## week04: understanding the positional encoding

_This notebook is brought to you by [Vladislav Goncharenko](https://www.linkedin.com/in/vladislav-goncharenko/)_

In [1]:
# If using Colab, uncomment this cell
#! pip install plotly --upgrade

In [2]:
import numpy as np
import matplotlib.pyplot as plt
import pandas as pd

import plotly.express as px

ModuleNotFoundError: No module named 'plotly'

In [None]:
plt.rcParams.update({'font.size': 14})

Positional Encoding matrix components proposed in the article

$$
PE_{(pos,2i)} = 
\sin \left( \frac{pos}{10000^{2i/d_{\text{model}}}} \right) \sim
$$

$$
\sim \sin \left( \exp \left( -\frac{2i}{d_{\text{model}}} \right) \cdot \text{pos} \right) =
\sin(\omega \cdot t)
$$

$$ \\ $$

$$
PE_{(pos,2i+1)} =
\cos(\dots) \sim \cos (\omega \cdot t)
$$

Let's treat $\text{pos}$ as time and number of embedding component as carrier frequency of our signal.

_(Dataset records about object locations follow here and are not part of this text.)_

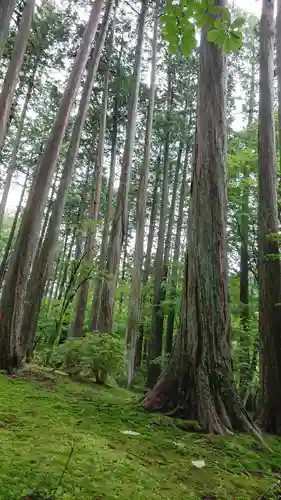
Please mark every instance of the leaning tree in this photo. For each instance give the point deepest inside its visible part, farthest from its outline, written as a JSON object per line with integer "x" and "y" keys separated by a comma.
{"x": 198, "y": 380}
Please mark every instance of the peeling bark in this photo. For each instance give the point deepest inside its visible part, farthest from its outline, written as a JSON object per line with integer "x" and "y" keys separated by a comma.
{"x": 198, "y": 379}
{"x": 269, "y": 254}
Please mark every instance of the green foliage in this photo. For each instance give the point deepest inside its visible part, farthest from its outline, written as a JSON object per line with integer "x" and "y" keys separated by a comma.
{"x": 181, "y": 19}
{"x": 97, "y": 355}
{"x": 36, "y": 440}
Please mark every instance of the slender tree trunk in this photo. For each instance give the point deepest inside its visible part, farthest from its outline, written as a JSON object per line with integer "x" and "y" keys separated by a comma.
{"x": 96, "y": 304}
{"x": 13, "y": 296}
{"x": 13, "y": 162}
{"x": 156, "y": 337}
{"x": 269, "y": 257}
{"x": 44, "y": 257}
{"x": 147, "y": 265}
{"x": 48, "y": 210}
{"x": 278, "y": 64}
{"x": 120, "y": 218}
{"x": 6, "y": 12}
{"x": 4, "y": 263}
{"x": 12, "y": 76}
{"x": 77, "y": 328}
{"x": 245, "y": 340}
{"x": 135, "y": 295}
{"x": 175, "y": 272}
{"x": 198, "y": 378}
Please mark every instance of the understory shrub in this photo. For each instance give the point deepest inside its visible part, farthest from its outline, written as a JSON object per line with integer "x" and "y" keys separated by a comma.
{"x": 96, "y": 354}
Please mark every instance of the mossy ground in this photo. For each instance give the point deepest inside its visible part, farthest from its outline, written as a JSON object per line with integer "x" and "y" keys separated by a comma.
{"x": 40, "y": 421}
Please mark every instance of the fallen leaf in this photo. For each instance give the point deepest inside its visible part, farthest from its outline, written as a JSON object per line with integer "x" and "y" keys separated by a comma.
{"x": 178, "y": 444}
{"x": 199, "y": 464}
{"x": 130, "y": 433}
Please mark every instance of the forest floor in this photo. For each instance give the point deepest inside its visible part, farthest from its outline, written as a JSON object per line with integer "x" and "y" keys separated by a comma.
{"x": 64, "y": 438}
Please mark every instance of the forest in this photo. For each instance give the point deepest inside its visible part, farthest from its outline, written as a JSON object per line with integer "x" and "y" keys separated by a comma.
{"x": 140, "y": 272}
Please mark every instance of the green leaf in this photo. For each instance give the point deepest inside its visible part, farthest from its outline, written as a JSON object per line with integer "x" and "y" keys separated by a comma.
{"x": 226, "y": 16}
{"x": 238, "y": 22}
{"x": 213, "y": 35}
{"x": 216, "y": 36}
{"x": 228, "y": 45}
{"x": 215, "y": 9}
{"x": 188, "y": 41}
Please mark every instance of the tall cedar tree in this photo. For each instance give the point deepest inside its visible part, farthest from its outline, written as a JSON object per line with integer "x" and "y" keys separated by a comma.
{"x": 198, "y": 378}
{"x": 120, "y": 218}
{"x": 135, "y": 296}
{"x": 269, "y": 256}
{"x": 12, "y": 349}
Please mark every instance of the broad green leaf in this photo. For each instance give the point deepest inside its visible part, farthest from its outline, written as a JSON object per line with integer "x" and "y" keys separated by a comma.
{"x": 226, "y": 15}
{"x": 213, "y": 35}
{"x": 215, "y": 9}
{"x": 188, "y": 39}
{"x": 238, "y": 22}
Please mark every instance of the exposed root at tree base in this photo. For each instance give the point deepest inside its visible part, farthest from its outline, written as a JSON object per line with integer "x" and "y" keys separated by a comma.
{"x": 205, "y": 397}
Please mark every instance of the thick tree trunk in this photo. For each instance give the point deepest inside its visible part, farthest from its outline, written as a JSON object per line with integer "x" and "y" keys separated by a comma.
{"x": 198, "y": 378}
{"x": 6, "y": 12}
{"x": 135, "y": 295}
{"x": 13, "y": 296}
{"x": 120, "y": 218}
{"x": 44, "y": 257}
{"x": 156, "y": 336}
{"x": 96, "y": 304}
{"x": 12, "y": 76}
{"x": 269, "y": 256}
{"x": 174, "y": 274}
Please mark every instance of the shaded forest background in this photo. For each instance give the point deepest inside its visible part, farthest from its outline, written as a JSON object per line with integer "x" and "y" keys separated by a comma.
{"x": 101, "y": 128}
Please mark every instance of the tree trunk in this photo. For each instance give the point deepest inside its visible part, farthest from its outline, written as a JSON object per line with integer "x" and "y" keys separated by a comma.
{"x": 147, "y": 264}
{"x": 13, "y": 296}
{"x": 4, "y": 263}
{"x": 12, "y": 75}
{"x": 198, "y": 379}
{"x": 6, "y": 12}
{"x": 13, "y": 162}
{"x": 96, "y": 304}
{"x": 45, "y": 254}
{"x": 77, "y": 328}
{"x": 120, "y": 218}
{"x": 156, "y": 337}
{"x": 245, "y": 346}
{"x": 278, "y": 64}
{"x": 269, "y": 257}
{"x": 174, "y": 274}
{"x": 135, "y": 294}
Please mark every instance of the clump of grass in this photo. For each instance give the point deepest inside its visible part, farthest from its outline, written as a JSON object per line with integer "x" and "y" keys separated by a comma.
{"x": 40, "y": 424}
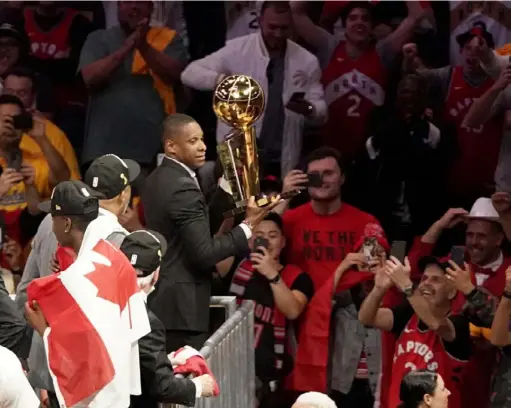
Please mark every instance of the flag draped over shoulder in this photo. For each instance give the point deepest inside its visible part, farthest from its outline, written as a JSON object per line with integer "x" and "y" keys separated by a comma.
{"x": 96, "y": 315}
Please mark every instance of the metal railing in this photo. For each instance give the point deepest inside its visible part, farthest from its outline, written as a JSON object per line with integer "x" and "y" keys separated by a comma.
{"x": 229, "y": 353}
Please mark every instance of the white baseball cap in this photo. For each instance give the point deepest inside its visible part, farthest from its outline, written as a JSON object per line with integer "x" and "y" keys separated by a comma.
{"x": 483, "y": 209}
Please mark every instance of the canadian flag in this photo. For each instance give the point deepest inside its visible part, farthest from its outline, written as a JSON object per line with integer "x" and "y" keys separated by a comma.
{"x": 96, "y": 315}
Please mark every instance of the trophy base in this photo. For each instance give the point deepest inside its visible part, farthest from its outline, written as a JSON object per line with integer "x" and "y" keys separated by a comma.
{"x": 261, "y": 201}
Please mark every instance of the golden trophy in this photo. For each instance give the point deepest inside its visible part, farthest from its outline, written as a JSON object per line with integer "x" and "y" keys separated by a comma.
{"x": 238, "y": 101}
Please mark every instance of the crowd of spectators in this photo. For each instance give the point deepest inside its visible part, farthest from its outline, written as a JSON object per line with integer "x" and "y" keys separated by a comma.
{"x": 401, "y": 108}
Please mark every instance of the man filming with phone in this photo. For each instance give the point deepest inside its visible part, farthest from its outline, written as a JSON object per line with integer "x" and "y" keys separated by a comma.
{"x": 280, "y": 292}
{"x": 483, "y": 240}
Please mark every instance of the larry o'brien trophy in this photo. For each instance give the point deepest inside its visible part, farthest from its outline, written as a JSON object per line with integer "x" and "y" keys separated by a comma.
{"x": 238, "y": 101}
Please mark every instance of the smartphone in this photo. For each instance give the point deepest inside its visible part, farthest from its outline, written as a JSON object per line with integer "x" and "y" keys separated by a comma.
{"x": 398, "y": 250}
{"x": 260, "y": 242}
{"x": 458, "y": 255}
{"x": 15, "y": 159}
{"x": 23, "y": 121}
{"x": 297, "y": 96}
{"x": 315, "y": 179}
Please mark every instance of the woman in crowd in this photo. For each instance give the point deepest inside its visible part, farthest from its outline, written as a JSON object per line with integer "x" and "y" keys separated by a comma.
{"x": 280, "y": 292}
{"x": 423, "y": 389}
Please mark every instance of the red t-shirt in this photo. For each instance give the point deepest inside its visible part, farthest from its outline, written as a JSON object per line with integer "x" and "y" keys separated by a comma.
{"x": 472, "y": 169}
{"x": 419, "y": 348}
{"x": 353, "y": 88}
{"x": 318, "y": 243}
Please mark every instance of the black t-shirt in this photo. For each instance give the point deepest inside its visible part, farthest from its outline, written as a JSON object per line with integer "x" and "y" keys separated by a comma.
{"x": 259, "y": 290}
{"x": 459, "y": 348}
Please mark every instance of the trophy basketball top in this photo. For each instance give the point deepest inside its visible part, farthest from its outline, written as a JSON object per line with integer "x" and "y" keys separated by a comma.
{"x": 238, "y": 101}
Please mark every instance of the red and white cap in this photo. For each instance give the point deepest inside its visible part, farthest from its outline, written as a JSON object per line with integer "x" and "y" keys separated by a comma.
{"x": 373, "y": 230}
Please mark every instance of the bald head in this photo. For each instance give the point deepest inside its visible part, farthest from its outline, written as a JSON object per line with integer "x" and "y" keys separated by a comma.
{"x": 183, "y": 140}
{"x": 314, "y": 400}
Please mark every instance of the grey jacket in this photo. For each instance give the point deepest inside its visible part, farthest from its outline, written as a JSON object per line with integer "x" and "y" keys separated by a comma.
{"x": 351, "y": 337}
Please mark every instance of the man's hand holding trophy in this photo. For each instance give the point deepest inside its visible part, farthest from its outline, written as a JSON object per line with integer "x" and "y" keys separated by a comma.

Note that carrier frequencies decrease exponentionally.

In [11]:
def make_carriers(d_mod, denom):
    return 1 / np.power(denom, np.arange(d_mod) / d_mod)

In [12]:
carriers = {i: make_carriers(10, 10**i) for i in (8, 4, 2)}

plt.figure(figsize=(15, 7))
for i, carrier in carriers.items():
    plt.plot(carrier, label=f'denominator: 10^{i}')
plt.legend()
plt.xlabel('Number of embedding component')
plt.ylabel('Carrier frequency')
plt.show()

In fact different frequencies correspond to different "clocks" that we have to measure $\text{pos}$ as time.

Model doesn't know $\text{pos}$ value directly but it sees all the "times" (in fact phases) of differend "clocks" ($\sin$s and $\cos$s of different frequencies)

Having representative sutie of "clocks" we can definetly say _what time is it now ($\text{pos}$ value)_ for every given "moment"

In [15]:
def make_pa_matrix(n_pos, d_mod, denom):
    res= np.empty((n_pos, d_mod))
    carriers = make_carriers(d_mod, denom)
    for pos in range(n_pos):
        for i in range(d_mod):
            res[pos, 0::2] = np.sin(pos * carriers[i])
            res[pos, 1::2] = np.cos(pos * carriers[i])
    return res

# 2d case

In [16]:
pa2 = make_pa_matrix(1000, 2, 10**4)

plt.figure(figsize=(15, 12))
plt.scatter(pa2[:, 0], pa2[:, 1], c=np.arange(len(pa2)))
plt.colorbar()
plt.show()

**Nice and harmonic picture, isn't it?**

That's because the curve plotted is [Lissajou's curve](https://en.wikipedia.org/wiki/Lissajous_curve):

![](https://upload.wikimedia.org/wikipedia/commons/5/5d/Lissajous_animation.gif)

Curve implicitly specified by harmonic coordinates

$$\left\{ \begin{align}
  & x(t)=A\sin (at+\delta ) \\ 
 & y(t)=B\sin (bt) \\ 
\end{align} \right.
$$

In our case $\delta = \pi / 2$

# 3d case

In [7]:
pa3 = make_pa_matrix(250, 3, 2**3)

In [8]:
pa3_df = pd.DataFrame(
    np.concatenate((pa3, np.arange(len(pa3))[:, None]), axis=1),
    columns=['x', 'y', 'z', 'c'],
)
pa3_df.head()

Unnamed: 0,x,y,z,c
0,1.0,1.0,1.0,0.0
1,0.0,0.0,0.0,1.0
2,0.540302,0.877583,0.968912,2.0
3,0.841471,0.479426,0.247404,3.0
4,-0.416147,0.540302,0.877583,4.0


In [10]:
fig = px.scatter_3d(pa3_df, x='x', y='y', z='z', color='c')
fig.show()

AttributeError: module 'matplotlib.pyplot' has no attribute 'scatter_3d'